In her now excited state of communicativeness, Lady Castlefort rose and looked all about the room for the papers, saying, "They were here, they were there, all yesterday; Katrine had them showing them to Lady Masham in the morning, and to all her blue set afterwards—Lord knows what she has done with them. So tiresome looking for things! how I hate it."
She rang the bell and inquired from the footman if he knew what had become of the papers. Of course he did not know, could not imagine—servants never know, nor can imagine what have become of newspapers—but he would inquire. While he went to inquire, Lady Castlefort sank down again into her bergère, and again fell into admiration of Cecilia's state of impatience.
"How curious you are! Now I am never really curious about any thing that does not come home to myself; I have so little interest about other people."

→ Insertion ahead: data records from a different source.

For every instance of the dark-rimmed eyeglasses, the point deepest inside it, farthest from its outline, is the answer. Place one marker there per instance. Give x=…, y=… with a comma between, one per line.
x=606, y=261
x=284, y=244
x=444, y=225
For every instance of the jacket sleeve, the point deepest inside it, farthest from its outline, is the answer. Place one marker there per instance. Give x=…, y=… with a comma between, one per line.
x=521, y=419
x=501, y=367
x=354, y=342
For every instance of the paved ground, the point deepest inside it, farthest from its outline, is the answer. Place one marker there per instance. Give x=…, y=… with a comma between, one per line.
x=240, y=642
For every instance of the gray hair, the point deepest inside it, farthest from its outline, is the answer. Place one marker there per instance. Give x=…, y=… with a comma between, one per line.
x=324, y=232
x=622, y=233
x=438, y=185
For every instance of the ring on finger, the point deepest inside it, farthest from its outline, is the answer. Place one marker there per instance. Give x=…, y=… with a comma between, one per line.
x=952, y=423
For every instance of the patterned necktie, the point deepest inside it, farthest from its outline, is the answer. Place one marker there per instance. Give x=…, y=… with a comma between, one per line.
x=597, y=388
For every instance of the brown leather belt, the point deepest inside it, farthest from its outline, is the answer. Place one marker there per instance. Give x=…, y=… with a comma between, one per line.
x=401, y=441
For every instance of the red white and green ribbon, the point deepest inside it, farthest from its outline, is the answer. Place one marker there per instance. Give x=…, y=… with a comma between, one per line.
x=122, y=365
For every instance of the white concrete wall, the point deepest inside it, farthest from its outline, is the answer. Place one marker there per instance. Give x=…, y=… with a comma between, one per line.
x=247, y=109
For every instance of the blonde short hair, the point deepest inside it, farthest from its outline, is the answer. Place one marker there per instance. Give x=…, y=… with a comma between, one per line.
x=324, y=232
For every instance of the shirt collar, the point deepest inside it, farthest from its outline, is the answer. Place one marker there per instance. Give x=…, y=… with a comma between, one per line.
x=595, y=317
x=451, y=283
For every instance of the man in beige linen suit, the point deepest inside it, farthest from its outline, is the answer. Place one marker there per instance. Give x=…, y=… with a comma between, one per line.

This was said in all the simplicity of selfishness, not from candour, but from mere absence of shame, and utter ignorance of what others think—what others feel, which always characterises, and often betrays the selfish, even where the head is best capable of supplying the deficiencies of the heart. But Louisa Castlefort had no head to hide her want of heart; while Cecilia, who had both head and heart, looked down upon her cousin with surprise, pity, and contempt, quick succeeding each other, in a sort of parenthesis of feeling, as she moved her eyes for a moment from the door on which they had been fixed, and to which they recurred, while she stood waiting for the appearance of those newspapers. The footman entered with them. "In Mr. Landrum's room they were, my lady."
Lady Cecilia did not hear a word that was said, nor did she see that the servant laid a note on the table. It was well that Louisa had that note to read, and to answer, while Cecilia looked at the paragraphs in these papers; else her start must have been seen, her exclamation must have been heard: it must have been marked, that the whole character of her emotion changed from generous sympathy with her friend, to agony of fear for herself. The instant she cast her eyes on that much-read paper, she saw the name of Colonel D'Aubigny; all the rest swam before her eyes. Lady Castlefort, without looking up from her writing, asked—What day of the month? Cecilia could not answer, but recalled to herself by the sound of the voice, she now tried to read—she scarcely read the words, but some way took the sense into her mind at a glance.